HUMAN INTEREST

Nasruddin Albani, Pemuda Lingga 7 Tahun Dapat Beasiswa Kuliah di Turki, Saya Masih Nggak Nyangka

Nasruddin Al Albani, begitulah nama lengkap seorang pria kelahiran Desa Penuba, Kecamatan Selayar, Kabupaten Lingga. Ia mendapat beasiswa ke Turki

Penulis: Febriyuanda | Editor: Agus Tri Harsanto
ist
Nasruddin Al Albani, begitulah nama lengkap seorang pria kelahiran Desa Penuba, Kecamatan Selayar, Kabupaten Lingga Provinsi Kepulauan Riau. Nasruddin  mendapat beasiswa hingga kuliah di Turki. 

LINGGA, TRIBUNBATAM.id - Nasruddin Al Albani, begitulah nama lengkap seorang pria kelahiran Desa Penuba, Kecamatan Selayar, Kabupaten Lingga Provinsi Kepulauan Riau. Nasruddin  mendapat beasiswa hingga kuliah di Turki.

Sejak usia 16 tahun, Nasrudin mendapatkan beasiswa.

Pria yang kelahiran 27 Agustus 1997 ini merupakan anak keempat dari enam saudaranya yang lain.

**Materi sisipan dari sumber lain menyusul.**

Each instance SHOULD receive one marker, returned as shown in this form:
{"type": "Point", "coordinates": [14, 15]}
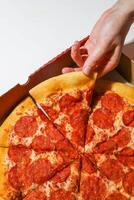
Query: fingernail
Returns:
{"type": "Point", "coordinates": [86, 70]}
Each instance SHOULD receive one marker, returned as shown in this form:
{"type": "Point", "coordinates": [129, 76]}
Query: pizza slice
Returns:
{"type": "Point", "coordinates": [104, 178]}
{"type": "Point", "coordinates": [28, 127]}
{"type": "Point", "coordinates": [23, 169]}
{"type": "Point", "coordinates": [64, 183]}
{"type": "Point", "coordinates": [32, 151]}
{"type": "Point", "coordinates": [107, 127]}
{"type": "Point", "coordinates": [66, 100]}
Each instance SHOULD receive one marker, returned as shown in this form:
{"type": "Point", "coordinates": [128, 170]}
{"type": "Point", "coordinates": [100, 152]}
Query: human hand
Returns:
{"type": "Point", "coordinates": [102, 50]}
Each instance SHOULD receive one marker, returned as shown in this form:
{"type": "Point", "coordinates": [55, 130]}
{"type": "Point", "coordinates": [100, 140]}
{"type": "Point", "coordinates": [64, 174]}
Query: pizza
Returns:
{"type": "Point", "coordinates": [70, 139]}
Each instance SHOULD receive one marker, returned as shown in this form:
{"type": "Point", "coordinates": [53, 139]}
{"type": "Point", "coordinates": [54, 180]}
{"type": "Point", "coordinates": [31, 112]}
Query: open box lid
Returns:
{"type": "Point", "coordinates": [54, 67]}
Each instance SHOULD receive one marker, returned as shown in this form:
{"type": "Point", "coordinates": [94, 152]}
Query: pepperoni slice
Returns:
{"type": "Point", "coordinates": [26, 126]}
{"type": "Point", "coordinates": [92, 188]}
{"type": "Point", "coordinates": [126, 160]}
{"type": "Point", "coordinates": [62, 194]}
{"type": "Point", "coordinates": [53, 133]}
{"type": "Point", "coordinates": [128, 118]}
{"type": "Point", "coordinates": [112, 102]}
{"type": "Point", "coordinates": [62, 176]}
{"type": "Point", "coordinates": [13, 178]}
{"type": "Point", "coordinates": [79, 121]}
{"type": "Point", "coordinates": [103, 118]}
{"type": "Point", "coordinates": [116, 196]}
{"type": "Point", "coordinates": [105, 147]}
{"type": "Point", "coordinates": [68, 101]}
{"type": "Point", "coordinates": [35, 195]}
{"type": "Point", "coordinates": [53, 114]}
{"type": "Point", "coordinates": [41, 170]}
{"type": "Point", "coordinates": [128, 182]}
{"type": "Point", "coordinates": [41, 143]}
{"type": "Point", "coordinates": [19, 153]}
{"type": "Point", "coordinates": [127, 152]}
{"type": "Point", "coordinates": [89, 134]}
{"type": "Point", "coordinates": [112, 169]}
{"type": "Point", "coordinates": [88, 166]}
{"type": "Point", "coordinates": [122, 138]}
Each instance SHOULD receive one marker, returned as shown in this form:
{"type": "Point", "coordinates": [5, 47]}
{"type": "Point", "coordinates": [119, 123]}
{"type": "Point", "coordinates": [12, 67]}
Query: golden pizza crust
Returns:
{"type": "Point", "coordinates": [121, 89]}
{"type": "Point", "coordinates": [6, 192]}
{"type": "Point", "coordinates": [65, 82]}
{"type": "Point", "coordinates": [22, 109]}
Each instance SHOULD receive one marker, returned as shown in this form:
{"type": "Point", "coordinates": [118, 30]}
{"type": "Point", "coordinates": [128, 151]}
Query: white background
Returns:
{"type": "Point", "coordinates": [34, 31]}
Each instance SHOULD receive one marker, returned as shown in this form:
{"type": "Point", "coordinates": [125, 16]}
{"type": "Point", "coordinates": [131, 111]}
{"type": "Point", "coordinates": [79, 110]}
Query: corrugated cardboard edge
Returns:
{"type": "Point", "coordinates": [54, 67]}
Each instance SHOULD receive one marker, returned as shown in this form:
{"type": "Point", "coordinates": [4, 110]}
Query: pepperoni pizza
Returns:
{"type": "Point", "coordinates": [80, 150]}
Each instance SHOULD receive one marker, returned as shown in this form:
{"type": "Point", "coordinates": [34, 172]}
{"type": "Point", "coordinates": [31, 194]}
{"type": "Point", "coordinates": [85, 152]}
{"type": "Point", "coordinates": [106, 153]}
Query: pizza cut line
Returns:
{"type": "Point", "coordinates": [83, 153]}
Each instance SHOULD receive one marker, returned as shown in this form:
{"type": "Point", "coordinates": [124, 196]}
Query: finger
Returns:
{"type": "Point", "coordinates": [76, 55]}
{"type": "Point", "coordinates": [83, 50]}
{"type": "Point", "coordinates": [67, 70]}
{"type": "Point", "coordinates": [93, 59]}
{"type": "Point", "coordinates": [112, 63]}
{"type": "Point", "coordinates": [78, 69]}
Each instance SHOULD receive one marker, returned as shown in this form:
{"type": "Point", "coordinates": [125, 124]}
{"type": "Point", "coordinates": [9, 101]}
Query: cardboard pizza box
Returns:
{"type": "Point", "coordinates": [54, 67]}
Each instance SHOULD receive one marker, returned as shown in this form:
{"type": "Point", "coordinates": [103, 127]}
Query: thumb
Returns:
{"type": "Point", "coordinates": [93, 60]}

Saat ini, dengan usianya yang masih 23 tahun, Rudin masih menempuh pendidikan kuliahnya di Turki, tepatnya di Istanbul 29 Mey University.

Di sana ia mengambil jurusan dibidang Theology Islam di semester tiga.

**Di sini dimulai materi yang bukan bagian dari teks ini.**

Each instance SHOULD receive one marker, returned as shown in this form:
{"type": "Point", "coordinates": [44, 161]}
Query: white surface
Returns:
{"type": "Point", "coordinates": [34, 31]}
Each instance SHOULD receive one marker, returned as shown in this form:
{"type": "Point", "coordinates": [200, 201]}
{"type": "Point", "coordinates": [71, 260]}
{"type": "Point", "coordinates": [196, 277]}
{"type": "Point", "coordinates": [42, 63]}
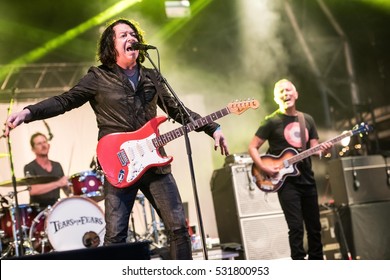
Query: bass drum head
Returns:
{"type": "Point", "coordinates": [75, 223]}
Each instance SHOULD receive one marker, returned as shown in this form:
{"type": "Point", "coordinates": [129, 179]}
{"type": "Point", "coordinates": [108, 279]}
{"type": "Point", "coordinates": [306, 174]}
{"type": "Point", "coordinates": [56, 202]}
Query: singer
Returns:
{"type": "Point", "coordinates": [124, 96]}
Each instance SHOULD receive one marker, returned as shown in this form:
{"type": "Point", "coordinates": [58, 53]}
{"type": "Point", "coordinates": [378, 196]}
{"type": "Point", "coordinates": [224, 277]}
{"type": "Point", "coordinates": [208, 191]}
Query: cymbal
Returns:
{"type": "Point", "coordinates": [27, 181]}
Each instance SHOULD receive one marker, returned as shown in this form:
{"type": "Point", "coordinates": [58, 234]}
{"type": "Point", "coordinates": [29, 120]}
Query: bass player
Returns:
{"type": "Point", "coordinates": [298, 194]}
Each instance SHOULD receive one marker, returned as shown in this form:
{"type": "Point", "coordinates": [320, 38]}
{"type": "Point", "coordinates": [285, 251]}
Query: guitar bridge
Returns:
{"type": "Point", "coordinates": [123, 159]}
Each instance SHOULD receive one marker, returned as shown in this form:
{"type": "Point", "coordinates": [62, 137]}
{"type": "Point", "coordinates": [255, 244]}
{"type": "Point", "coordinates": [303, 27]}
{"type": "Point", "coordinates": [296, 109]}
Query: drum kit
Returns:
{"type": "Point", "coordinates": [71, 223]}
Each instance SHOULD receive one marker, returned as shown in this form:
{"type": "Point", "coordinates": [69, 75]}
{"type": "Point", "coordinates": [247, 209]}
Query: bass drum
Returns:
{"type": "Point", "coordinates": [75, 223]}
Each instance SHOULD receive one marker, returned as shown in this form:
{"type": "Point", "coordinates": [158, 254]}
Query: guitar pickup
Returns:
{"type": "Point", "coordinates": [123, 159]}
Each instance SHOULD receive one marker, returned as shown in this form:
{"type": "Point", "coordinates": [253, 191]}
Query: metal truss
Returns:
{"type": "Point", "coordinates": [37, 81]}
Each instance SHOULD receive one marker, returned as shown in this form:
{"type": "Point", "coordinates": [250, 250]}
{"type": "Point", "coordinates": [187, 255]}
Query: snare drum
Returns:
{"type": "Point", "coordinates": [88, 184]}
{"type": "Point", "coordinates": [37, 235]}
{"type": "Point", "coordinates": [75, 223]}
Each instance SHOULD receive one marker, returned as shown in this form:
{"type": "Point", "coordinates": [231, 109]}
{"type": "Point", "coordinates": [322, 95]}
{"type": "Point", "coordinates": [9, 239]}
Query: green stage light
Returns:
{"type": "Point", "coordinates": [68, 35]}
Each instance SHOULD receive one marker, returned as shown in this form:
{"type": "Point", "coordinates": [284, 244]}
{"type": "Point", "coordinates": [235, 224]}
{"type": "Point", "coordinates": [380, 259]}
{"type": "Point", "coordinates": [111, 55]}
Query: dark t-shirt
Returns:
{"type": "Point", "coordinates": [34, 169]}
{"type": "Point", "coordinates": [281, 132]}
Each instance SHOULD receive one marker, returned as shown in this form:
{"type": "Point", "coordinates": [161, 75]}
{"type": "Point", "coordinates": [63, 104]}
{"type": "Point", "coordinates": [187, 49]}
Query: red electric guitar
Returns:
{"type": "Point", "coordinates": [288, 159]}
{"type": "Point", "coordinates": [125, 156]}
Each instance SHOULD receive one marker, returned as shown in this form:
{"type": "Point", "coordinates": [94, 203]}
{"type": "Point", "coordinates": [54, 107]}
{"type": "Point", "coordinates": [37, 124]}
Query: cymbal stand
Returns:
{"type": "Point", "coordinates": [18, 249]}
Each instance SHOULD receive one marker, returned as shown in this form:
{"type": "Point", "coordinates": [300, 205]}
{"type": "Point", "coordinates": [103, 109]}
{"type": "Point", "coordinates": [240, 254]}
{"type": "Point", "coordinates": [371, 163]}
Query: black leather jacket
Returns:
{"type": "Point", "coordinates": [117, 106]}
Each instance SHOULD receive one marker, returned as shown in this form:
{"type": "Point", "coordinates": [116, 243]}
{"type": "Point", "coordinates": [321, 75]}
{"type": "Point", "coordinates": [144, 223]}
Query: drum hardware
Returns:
{"type": "Point", "coordinates": [30, 180]}
{"type": "Point", "coordinates": [88, 184]}
{"type": "Point", "coordinates": [37, 234]}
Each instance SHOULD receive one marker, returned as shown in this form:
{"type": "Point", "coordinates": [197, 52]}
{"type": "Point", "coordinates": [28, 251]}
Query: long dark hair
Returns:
{"type": "Point", "coordinates": [106, 49]}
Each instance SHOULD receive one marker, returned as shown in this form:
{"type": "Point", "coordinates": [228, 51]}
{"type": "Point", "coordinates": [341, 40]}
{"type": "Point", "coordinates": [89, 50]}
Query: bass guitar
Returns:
{"type": "Point", "coordinates": [287, 160]}
{"type": "Point", "coordinates": [125, 156]}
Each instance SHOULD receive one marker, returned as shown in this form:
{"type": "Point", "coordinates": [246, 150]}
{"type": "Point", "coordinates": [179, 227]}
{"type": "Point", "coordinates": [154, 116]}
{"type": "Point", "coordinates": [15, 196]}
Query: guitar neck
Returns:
{"type": "Point", "coordinates": [317, 148]}
{"type": "Point", "coordinates": [163, 139]}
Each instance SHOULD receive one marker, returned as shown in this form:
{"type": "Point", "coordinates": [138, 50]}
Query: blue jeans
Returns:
{"type": "Point", "coordinates": [300, 207]}
{"type": "Point", "coordinates": [163, 194]}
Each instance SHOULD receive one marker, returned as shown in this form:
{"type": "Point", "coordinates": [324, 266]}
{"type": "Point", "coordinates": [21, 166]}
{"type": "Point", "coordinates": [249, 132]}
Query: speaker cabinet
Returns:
{"type": "Point", "coordinates": [360, 179]}
{"type": "Point", "coordinates": [366, 227]}
{"type": "Point", "coordinates": [248, 216]}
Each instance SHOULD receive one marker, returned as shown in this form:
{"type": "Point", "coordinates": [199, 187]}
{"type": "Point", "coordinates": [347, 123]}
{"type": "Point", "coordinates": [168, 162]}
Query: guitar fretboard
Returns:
{"type": "Point", "coordinates": [163, 139]}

Baca juga: Mau Belajar di Turki S1 hingga S2? Ikuti Beasiswa 2021 dan Cek Segera

Kepada TRIBUNBATAM.id, Rudin menceritakan awak mulanya ia berhasil menuntut ilmu sampai ke luar negeri, di Negara Turki itu.

Pada awalnya, Rudin merupakan pelajar yang menempuh pendidikannya di SD dan SMP Desa Penuba.

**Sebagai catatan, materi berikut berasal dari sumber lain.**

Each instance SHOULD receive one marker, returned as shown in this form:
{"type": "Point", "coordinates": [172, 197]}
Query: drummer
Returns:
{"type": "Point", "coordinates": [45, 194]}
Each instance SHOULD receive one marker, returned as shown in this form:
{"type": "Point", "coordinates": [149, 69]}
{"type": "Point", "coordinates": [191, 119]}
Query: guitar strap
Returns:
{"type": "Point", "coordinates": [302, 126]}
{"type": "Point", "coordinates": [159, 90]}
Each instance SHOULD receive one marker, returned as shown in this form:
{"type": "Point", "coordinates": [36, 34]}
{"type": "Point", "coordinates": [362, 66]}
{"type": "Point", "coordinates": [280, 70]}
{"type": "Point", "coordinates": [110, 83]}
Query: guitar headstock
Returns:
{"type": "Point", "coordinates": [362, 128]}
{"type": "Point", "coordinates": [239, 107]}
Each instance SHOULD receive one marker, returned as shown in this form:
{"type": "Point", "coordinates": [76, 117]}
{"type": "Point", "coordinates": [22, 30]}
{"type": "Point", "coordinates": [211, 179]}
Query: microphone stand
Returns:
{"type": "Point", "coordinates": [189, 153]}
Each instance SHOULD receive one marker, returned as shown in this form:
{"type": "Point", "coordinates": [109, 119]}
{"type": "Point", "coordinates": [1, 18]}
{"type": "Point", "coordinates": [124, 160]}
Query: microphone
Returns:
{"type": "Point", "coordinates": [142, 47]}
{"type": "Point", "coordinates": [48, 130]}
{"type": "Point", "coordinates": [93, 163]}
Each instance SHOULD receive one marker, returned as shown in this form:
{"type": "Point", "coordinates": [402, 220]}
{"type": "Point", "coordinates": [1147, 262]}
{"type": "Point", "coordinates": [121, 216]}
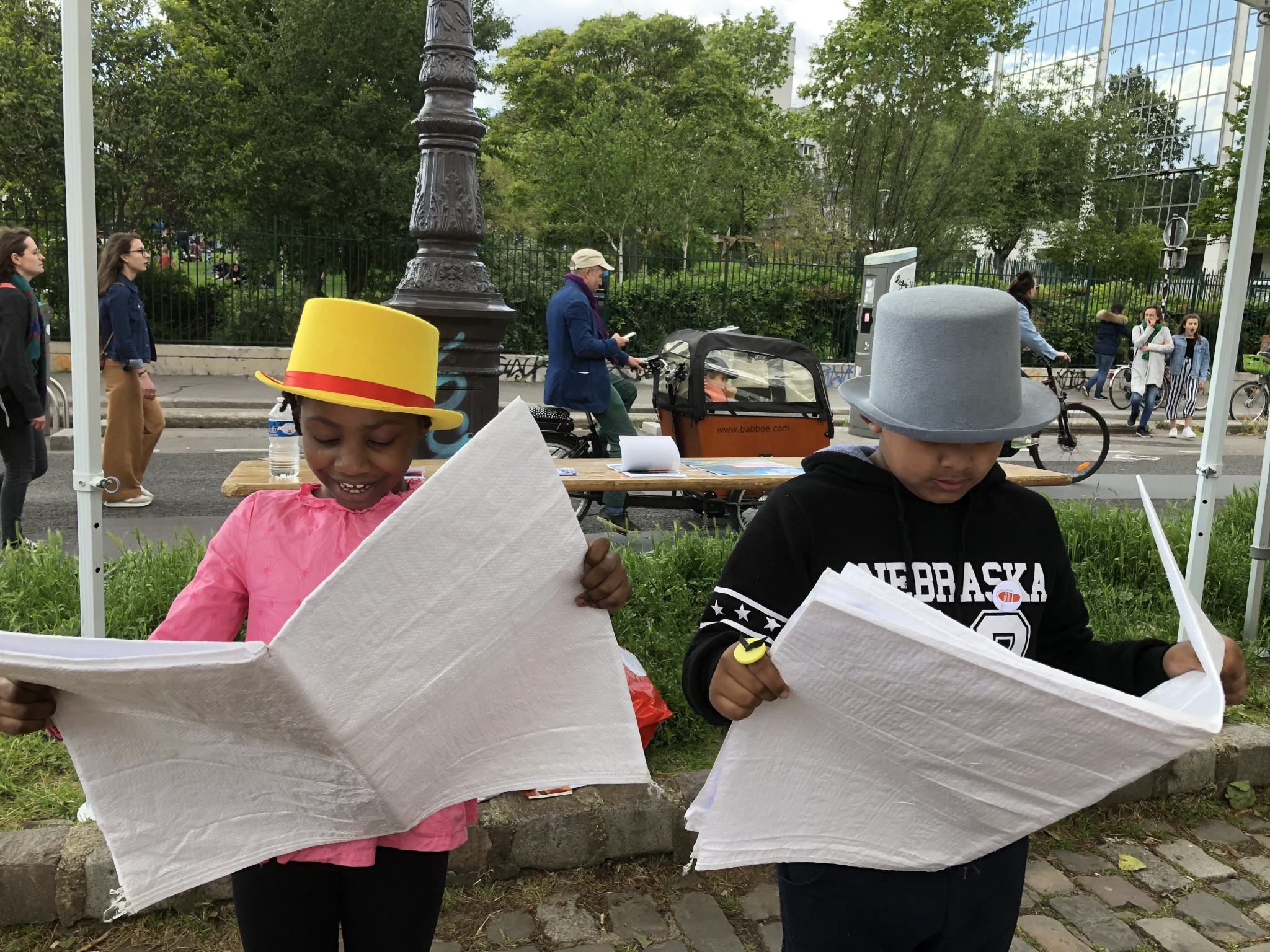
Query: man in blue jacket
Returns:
{"type": "Point", "coordinates": [579, 350]}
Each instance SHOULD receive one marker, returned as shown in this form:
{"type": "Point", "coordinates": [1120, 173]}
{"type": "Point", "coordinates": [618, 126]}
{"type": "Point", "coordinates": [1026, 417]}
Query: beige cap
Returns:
{"type": "Point", "coordinates": [588, 258]}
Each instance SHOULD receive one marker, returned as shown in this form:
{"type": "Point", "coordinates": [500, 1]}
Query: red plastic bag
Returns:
{"type": "Point", "coordinates": [651, 710]}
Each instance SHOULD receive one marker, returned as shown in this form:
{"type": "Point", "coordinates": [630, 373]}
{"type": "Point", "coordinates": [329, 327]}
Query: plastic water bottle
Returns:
{"type": "Point", "coordinates": [283, 443]}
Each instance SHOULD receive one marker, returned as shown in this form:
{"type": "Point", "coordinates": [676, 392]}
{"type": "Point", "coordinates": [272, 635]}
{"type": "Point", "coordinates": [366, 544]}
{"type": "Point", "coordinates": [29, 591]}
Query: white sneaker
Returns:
{"type": "Point", "coordinates": [135, 503]}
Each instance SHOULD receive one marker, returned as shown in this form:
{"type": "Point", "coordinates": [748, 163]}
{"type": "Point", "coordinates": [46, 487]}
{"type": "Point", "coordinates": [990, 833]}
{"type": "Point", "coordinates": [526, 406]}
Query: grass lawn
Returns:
{"type": "Point", "coordinates": [1112, 551]}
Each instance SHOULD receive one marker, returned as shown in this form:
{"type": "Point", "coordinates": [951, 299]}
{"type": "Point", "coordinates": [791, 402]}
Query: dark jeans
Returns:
{"type": "Point", "coordinates": [1100, 375]}
{"type": "Point", "coordinates": [25, 459]}
{"type": "Point", "coordinates": [970, 908]}
{"type": "Point", "coordinates": [615, 423]}
{"type": "Point", "coordinates": [303, 907]}
{"type": "Point", "coordinates": [1147, 402]}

Setelah lulus dari SMP, ia berniat untuk menuntut ilmu dengan memperkuat ilmu agama Islam di Pondok Pesantren.

"Karena kakak dan abang saya itu basicnya ke pesantren semua, jadi saya juga terinspirasi masuk pesantren," ucap Rudin saat ia sedang berada di Kota Istanbul, Turki.

Dengan modal tekad dan keinginan yang kuat, pada 2012 Rudin rela berjauhan dari keluarganya dan masuk Pondok Pesantren Al Iman Boarding School, Bengkulu.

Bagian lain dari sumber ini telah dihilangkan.